Au plan théologique, on ne peut considérer qu’il s’agit d’un suicide ou alors il faudrait considérer aussi comme des suicidés les résistants qui se défenestraient pour échapper à leurs tortionnaires et ne pas courir le risque de livrer leurs amis. Et ils seraient aussi des suicidés les malheureux enfermés dans les tours jumelles de New York fracassées par les terroristes, qui se jetaient dans le vide lorsque la chaleur de fournaise faisait éclater les vitres des gratte-ciel éventrés qui flambaient. Contrairement à Antigone et aux résistants, ces Américains, qui n’avaient pas de motivation politique, ne voulaient pas mourir et n’ont fait rien d’autre que de choisir une mort plus rapide pour abréger d’infernales tortures. Tous voulaient vivre, on leur prenait leur vie, on leur donnait la mort. À la suite d’Antigone, ils en ont voulu une autre. Comme à elle, c’était l’unique choix qui leur restait.
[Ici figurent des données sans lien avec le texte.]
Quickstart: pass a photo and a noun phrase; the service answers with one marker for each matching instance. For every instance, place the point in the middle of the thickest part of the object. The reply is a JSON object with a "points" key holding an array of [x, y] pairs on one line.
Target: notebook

La mort d’Antigone, défi à l’injustice, au blasphème et la mort, flambe dans les mémoire à travers les millénaires et la fait resplendir comme un symbole de cette irrépressible liberté intérieure qui rend les faibles plus forts que les plus violents des tyrans.
Ce choix de la liberté intérieure est aussi, je crois, un dernier défi d`Antigone contre Créon. Étant sûre qu`elle va mourir, elle refuse de se laisser tuer par lui, donc elle accomplit sa mort elle-même. On présume que dans la tragédie grecque le sort représente la volunté des dieux qui arrangent tout. Mais dans la construction de cette pièce, les resultats du sort arrivent par les décisions humaines, tout en reflettant la volunté et l`orgueil des personnages. Le refus de Créon d`enterrer Polynice déclenche son conflit avec Antigone. Et puis, c`est la décision d`Antigone de se tuer vite qui dérange le timing, rend trop tard le repentir de Créon, et précipite les morts d`Hémon et d`Eurydice. En tout cas, le drame est inoubliable.